In their introductory chapter, the authors establish the essential theoretical rationale for their model. Drawing on work previously done by Miller, the authors rely on trauma reenactment theory to develop their treatment model. This theory asserts that survivors tell the stories of their abuse through a series of current self-damaging behaviors, such as drug and alcohol addiction, anorexia, bulimia, self-injuries, somatic complaints, body-based illnesses, and abusive relationships. The treatment approach, known as ATRIUM (addiction and trauma recovery integration model), understands all these self-harming behaviors as the "best way" available to a trauma survivor to express the dynamics of the traumatic experience.
Miller and Guidry articulate a recovery model that is not merely limited to the mind and the body but includes the spirit as well. Aware of the power of spiritual healing in addiction recovery, the authors focus on spiritual reconnection as a critical part of recovery. Fully one fourth of the 12-session intervention is devoted to what the authors call the "inner circle," or the spiritual domain, of recovery. These sessions address issues of disconnection and isolation and guide a survivor's reconnection to others, to the nonhuman environment, and to a protective presence that may or may not be merged with a specific religious or spiritual tradition.

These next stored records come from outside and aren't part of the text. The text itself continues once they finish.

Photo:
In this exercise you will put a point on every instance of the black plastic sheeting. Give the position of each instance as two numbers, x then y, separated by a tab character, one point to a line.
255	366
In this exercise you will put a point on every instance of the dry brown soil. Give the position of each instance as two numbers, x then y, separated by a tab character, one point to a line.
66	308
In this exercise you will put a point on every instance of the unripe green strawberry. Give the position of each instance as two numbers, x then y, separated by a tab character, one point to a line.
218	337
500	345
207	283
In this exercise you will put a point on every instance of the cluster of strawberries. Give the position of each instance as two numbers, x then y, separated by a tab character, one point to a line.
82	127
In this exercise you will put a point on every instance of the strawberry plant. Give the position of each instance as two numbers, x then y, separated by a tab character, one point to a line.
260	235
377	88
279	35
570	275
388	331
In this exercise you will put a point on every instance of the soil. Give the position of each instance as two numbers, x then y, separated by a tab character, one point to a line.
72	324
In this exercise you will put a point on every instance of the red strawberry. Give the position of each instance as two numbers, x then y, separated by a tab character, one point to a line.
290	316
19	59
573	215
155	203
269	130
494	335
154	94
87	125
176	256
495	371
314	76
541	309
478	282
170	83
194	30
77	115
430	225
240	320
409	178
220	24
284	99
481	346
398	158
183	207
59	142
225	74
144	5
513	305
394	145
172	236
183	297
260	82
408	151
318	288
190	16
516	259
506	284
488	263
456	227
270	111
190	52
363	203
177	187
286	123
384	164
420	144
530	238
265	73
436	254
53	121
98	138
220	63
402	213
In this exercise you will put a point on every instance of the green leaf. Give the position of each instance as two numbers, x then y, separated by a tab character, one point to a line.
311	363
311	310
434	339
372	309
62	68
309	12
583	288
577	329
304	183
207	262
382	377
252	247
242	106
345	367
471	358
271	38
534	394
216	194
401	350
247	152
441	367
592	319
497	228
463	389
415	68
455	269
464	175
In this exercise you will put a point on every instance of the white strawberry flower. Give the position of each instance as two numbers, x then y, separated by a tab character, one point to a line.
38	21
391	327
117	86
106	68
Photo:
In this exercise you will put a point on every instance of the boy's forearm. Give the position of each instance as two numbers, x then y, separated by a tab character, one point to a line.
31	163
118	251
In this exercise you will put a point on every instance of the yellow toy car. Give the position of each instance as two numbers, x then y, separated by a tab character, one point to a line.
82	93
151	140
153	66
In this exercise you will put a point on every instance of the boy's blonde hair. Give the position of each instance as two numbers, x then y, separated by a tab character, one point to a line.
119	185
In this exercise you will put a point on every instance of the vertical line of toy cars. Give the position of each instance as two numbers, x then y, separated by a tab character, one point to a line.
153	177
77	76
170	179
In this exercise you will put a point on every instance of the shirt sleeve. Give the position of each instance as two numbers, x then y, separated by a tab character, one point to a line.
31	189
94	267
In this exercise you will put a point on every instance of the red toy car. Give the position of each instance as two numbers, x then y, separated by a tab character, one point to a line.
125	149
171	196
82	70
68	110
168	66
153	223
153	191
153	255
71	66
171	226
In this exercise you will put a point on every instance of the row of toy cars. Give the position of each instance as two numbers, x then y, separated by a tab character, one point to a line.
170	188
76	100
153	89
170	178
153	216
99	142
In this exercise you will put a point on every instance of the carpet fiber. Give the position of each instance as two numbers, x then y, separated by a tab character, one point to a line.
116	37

The manual is well organized into 12 recovery sessions. Each session follows a very user-friendly format that includes an overview of the session and its relevance to recovery as well as goals and checklists for both group leaders and consumers, didactic material to be used in the session, an experiential exercise that complements the more cognitive material, hints for group leaders, and handouts for group members. The didactic material is especially useful, because it gives enough guidance to ensure uniformity of presentation for group leaders with different levels of training and background. The material presented is also sufficiently rich without being complicated or overly pedantic. Consumers can go back to the material presented in each session several times and get new levels of understanding each time. In summary, this is a very thoughtful and clinically compelling book.